And the envelope, please.
With more than 60,000 pieces of property in the Kenai Peninsula Borough, the assessor's office has its hands full. Assessment notices were mailed March 5 to borough property owners.
Certified real property values in the borough for 2001 are projected to reach $2.9 billion, a 1.78 percent increase over 2000, according to material provided by Shane Horan, the borough assessor.
"This is a very widespread, very wide open, very diverse area," Horan said. "I certainly encourage folks to come in and peruse their property cards just to make sure we have the information correct.
"We have five to six fine qualified appraisers out in the field. And we all do make mistakes, and we are limited in that when we're out in the field, I would estimate that 90 percent of the people aren't home. As a result, we have to make our best estimate as to the quality and condition of the improvements."

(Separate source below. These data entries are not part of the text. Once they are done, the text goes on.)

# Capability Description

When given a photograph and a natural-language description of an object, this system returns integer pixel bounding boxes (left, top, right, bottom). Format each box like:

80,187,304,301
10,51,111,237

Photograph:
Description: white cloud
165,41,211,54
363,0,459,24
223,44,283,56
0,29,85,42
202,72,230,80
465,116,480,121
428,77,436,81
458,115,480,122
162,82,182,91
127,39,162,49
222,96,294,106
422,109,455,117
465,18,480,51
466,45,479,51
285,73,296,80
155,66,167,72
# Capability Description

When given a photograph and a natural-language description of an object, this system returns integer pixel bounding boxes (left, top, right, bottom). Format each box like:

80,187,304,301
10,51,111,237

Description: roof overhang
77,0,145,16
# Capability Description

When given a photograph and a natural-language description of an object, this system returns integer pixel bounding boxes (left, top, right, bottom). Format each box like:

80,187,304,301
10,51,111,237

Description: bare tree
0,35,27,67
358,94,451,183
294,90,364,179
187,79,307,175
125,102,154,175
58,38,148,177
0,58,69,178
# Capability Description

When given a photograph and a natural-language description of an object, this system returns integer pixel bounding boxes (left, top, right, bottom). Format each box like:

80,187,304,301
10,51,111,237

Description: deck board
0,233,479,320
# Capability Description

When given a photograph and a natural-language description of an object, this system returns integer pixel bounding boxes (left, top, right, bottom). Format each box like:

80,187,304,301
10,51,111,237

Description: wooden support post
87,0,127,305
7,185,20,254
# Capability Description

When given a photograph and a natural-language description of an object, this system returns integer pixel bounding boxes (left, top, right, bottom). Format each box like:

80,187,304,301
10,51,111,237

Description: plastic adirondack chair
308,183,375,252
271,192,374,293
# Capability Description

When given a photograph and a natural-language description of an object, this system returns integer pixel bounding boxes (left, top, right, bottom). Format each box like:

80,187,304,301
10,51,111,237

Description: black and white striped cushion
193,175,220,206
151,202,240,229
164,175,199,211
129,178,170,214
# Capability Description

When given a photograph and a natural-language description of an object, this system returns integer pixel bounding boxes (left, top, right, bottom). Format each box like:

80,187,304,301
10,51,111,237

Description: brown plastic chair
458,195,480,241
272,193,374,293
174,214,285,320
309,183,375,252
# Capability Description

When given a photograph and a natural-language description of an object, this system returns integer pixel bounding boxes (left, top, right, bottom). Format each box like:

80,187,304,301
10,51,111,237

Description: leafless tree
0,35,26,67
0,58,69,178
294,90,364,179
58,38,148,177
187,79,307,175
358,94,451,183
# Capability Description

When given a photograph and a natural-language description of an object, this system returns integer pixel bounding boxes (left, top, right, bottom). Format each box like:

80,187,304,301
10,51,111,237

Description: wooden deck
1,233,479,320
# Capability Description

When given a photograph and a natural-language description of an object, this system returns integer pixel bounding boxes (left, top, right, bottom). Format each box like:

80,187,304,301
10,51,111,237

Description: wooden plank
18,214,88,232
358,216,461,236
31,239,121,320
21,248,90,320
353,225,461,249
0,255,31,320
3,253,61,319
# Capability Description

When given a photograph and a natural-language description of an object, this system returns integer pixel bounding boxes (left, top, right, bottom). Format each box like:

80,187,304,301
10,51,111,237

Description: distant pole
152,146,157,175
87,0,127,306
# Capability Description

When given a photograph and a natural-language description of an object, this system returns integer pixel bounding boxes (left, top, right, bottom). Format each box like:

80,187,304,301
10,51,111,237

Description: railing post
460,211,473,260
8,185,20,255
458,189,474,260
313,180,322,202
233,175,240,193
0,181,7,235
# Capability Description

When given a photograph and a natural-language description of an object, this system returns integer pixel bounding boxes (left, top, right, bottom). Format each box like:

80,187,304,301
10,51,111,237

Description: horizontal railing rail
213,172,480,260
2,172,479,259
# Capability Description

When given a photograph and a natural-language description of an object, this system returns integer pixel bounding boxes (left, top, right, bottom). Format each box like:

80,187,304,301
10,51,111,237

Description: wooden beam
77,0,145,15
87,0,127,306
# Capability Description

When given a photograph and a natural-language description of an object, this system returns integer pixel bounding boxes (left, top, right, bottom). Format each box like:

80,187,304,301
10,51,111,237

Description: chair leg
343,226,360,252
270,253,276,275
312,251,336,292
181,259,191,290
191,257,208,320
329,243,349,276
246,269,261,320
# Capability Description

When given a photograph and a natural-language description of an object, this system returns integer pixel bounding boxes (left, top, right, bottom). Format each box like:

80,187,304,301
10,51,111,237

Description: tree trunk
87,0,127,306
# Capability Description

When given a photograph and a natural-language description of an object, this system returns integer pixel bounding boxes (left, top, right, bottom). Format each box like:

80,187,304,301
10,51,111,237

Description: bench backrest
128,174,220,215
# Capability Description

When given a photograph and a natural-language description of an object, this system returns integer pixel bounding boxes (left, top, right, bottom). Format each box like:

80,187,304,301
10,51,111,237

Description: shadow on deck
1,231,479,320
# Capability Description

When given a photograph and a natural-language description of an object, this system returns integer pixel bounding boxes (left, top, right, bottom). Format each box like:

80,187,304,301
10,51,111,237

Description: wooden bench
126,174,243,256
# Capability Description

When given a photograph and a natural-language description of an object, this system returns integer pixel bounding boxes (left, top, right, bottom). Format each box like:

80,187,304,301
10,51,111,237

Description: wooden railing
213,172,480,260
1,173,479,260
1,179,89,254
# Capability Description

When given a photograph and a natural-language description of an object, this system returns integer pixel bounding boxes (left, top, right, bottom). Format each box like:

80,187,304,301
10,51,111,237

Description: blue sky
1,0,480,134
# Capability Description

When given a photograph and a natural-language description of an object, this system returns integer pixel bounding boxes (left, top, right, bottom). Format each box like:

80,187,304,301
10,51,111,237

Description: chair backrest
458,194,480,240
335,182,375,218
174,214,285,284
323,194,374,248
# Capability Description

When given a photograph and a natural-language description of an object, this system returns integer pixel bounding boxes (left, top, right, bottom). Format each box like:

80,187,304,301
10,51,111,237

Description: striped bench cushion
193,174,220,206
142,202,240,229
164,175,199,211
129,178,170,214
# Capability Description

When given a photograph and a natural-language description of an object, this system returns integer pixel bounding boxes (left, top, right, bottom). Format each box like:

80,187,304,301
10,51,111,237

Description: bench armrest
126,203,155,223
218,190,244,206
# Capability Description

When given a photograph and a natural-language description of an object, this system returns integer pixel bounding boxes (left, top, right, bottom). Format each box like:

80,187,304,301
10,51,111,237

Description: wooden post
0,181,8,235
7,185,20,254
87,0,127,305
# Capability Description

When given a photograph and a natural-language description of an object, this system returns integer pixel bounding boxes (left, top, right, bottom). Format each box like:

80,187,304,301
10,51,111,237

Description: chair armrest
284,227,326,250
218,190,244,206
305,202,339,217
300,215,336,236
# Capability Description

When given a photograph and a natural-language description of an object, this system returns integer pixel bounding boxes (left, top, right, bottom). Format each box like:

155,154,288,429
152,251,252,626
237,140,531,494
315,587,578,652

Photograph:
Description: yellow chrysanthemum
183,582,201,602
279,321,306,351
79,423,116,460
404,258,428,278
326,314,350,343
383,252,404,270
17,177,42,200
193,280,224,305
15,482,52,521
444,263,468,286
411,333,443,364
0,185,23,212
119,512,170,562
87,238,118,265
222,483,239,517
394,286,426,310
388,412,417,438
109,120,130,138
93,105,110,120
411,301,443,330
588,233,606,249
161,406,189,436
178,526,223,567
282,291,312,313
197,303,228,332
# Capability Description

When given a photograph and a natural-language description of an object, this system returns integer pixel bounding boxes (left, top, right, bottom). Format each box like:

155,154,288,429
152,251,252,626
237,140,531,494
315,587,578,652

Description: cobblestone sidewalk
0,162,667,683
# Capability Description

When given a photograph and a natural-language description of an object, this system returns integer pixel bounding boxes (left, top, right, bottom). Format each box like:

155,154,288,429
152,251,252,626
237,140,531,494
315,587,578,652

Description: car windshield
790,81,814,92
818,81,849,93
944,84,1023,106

Property owners also have an opportunity to appeal. State statute and borough code provide a 30-day window during which owners may notify the assessor of errors or omissions in the assessment.
"The written appeal needs to be filed no later than April 4," Horan said. "It needs to be hand delivered to the (borough) clerk's office or postmarked by that date."
On Friday -- 10 days after the notices were mailed -- Horan said the borough had received approximately 200 appeals.
"Last year we had a total of 800 appeals that were formally filed," the assessor said. "It seems to be less this year."
Horan attributed the reason for the decrease to the areas that were assessed.
"(In 2000) we went through and reinspected Nanwalek, Port Graham, Seldovia, Halibut Cove, the southern Kachemak Bay remote properties, Ninilchik area and Anchor Point commercial properties," he said. "We didn't see a lot of value changes on those areas that we covered."
The previous year, the focus was on Cooper Landing, Moose Pass, Hope and Sunrise. The result was a 40.53 percent increase for that tax code area over 1999's certified values.
Property owners also are required to notify the assessor's office of any changes to structures or additional structures built on their property.
"To date we've had a fairly good response," Horan said. "I would estimate we've received probably five to 10 percent response from people who have asked us to come out if they have additions or remodels or detached garages they've constructed over the year.
If the assessor's office discovers escaped properties -- properties that haven't been assessed and placed on the main tax roll -- the properties are placed on a supplemental tax role. A bill, including accrued interest, is then sent to the property owner.
Next year's schedule for reinspection includes property in Soldotna and Kenai and an in-depth review of properties fronting the Kenai River, Horan said. The last time this area was addressed was approximately five years ago.
"We're starting to see certainly some sales along the river increase quite a bit above current assessments," Horan said. "That's an area we should certainly tend to."
He described this year's assessment process as "going real smooth overall."
"We're answering appeals as we can, as time allows," he said. "I just emphasize that people should come in and review their property files for accuracy. Notify us of address changes. Help us help you."